Can Hospital-Based Nursing Care Center surveyed under the Comprehensive Accreditation Manual for Nursing Care Center have a separate medical staff and credentialing and privileging process or must they be integrated with the hospital’s medical staff and credentialing and privileging process?
Organizations are free to decide to have either a separate process or to integrate with the hospital’s medical staff and processes. Whichever is selected, the approach must meet the requirements of the NCC (Nursing Care Center) manual, including the role of the NCC Medical Director. See LD. 01.06.01 EPs 1-5 and HR. 02.01.04 EP 10 and 13. For organizations that elect the Post-Acute Care Certification, please also see LD. 01.06.01 EPs 6, 7, and 16.
When the licensed independent practitioner is receiving privileges/authorization/clinical responsibilities in multiple settings using a single credentialing and privileging process, it must be clear as to what the practitioner can do in the Nursing Care Center. (HR. 02.01.04 EP 10 and 11). For example, some hospital based NCCs will have a separate list of privileges for the physicians who practice in the NCC unit.

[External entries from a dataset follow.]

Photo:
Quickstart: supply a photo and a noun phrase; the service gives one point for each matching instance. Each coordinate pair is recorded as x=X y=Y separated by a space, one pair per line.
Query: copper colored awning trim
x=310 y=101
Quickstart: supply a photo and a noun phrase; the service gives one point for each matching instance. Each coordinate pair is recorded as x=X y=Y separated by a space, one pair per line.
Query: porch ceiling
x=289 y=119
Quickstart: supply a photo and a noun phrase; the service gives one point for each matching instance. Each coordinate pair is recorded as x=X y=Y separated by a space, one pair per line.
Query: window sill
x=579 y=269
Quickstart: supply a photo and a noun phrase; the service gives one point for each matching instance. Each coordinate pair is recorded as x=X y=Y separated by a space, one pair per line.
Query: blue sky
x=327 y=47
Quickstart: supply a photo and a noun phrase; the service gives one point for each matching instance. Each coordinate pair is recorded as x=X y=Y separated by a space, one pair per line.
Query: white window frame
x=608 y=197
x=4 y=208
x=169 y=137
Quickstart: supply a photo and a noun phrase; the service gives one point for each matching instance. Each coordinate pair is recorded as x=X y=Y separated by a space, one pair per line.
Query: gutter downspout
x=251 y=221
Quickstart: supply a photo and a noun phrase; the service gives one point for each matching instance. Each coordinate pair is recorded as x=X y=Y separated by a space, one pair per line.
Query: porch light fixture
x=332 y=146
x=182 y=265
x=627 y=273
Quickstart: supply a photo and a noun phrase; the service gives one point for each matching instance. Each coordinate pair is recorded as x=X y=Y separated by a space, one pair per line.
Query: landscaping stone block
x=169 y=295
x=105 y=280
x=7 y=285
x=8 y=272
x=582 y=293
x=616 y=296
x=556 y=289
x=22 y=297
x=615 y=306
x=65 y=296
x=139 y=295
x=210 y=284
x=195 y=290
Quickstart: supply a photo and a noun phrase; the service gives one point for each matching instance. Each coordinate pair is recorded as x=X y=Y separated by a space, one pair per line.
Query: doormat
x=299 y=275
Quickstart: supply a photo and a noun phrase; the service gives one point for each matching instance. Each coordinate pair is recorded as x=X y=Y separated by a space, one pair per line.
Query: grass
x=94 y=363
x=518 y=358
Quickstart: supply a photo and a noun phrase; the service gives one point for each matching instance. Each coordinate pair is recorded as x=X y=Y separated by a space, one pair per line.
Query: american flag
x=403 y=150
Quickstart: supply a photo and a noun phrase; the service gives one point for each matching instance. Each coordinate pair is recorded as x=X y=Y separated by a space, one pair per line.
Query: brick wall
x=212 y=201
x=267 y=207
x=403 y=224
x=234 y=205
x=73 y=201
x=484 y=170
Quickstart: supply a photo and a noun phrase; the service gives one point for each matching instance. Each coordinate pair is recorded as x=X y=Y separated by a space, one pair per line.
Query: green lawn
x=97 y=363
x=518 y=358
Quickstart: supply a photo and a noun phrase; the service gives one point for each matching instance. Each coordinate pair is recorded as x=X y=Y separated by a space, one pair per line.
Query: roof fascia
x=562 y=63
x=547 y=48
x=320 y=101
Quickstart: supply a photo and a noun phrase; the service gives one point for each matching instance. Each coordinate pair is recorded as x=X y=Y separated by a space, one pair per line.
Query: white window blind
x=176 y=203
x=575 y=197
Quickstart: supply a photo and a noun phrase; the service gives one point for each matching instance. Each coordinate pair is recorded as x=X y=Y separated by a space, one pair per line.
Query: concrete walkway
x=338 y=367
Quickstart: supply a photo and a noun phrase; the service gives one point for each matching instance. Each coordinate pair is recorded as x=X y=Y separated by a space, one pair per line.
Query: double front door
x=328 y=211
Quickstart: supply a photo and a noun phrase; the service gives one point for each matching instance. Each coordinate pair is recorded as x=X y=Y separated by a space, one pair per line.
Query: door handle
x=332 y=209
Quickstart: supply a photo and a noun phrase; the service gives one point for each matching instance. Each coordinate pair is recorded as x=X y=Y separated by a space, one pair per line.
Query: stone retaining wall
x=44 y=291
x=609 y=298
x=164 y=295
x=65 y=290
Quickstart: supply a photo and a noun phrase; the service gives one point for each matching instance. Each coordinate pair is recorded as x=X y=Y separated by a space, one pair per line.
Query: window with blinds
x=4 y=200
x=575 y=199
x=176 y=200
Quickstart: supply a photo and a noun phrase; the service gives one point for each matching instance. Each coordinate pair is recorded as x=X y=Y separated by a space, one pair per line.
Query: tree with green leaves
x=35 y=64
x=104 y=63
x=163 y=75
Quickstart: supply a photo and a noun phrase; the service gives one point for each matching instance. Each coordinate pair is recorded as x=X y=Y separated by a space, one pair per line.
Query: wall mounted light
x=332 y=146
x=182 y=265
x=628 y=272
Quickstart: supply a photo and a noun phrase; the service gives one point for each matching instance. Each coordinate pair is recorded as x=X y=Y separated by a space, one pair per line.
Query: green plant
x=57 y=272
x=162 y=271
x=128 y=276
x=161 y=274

If the Licensed Independent Practitioner is new to the organization and not currently privileged at any Joint Commission-Accredited Organization, such as the Dentist, Optometrist, or Podiatrist, the Medical Director must monitor the Licensed Independent Practitioner’s performance in the Nursing Care Center. This monitoring continues until the Medical Director is satisfied the new Licensed Independent Practitioner can provide safe and effective care that he or she is being permitted to provide in the Nursing Care Center.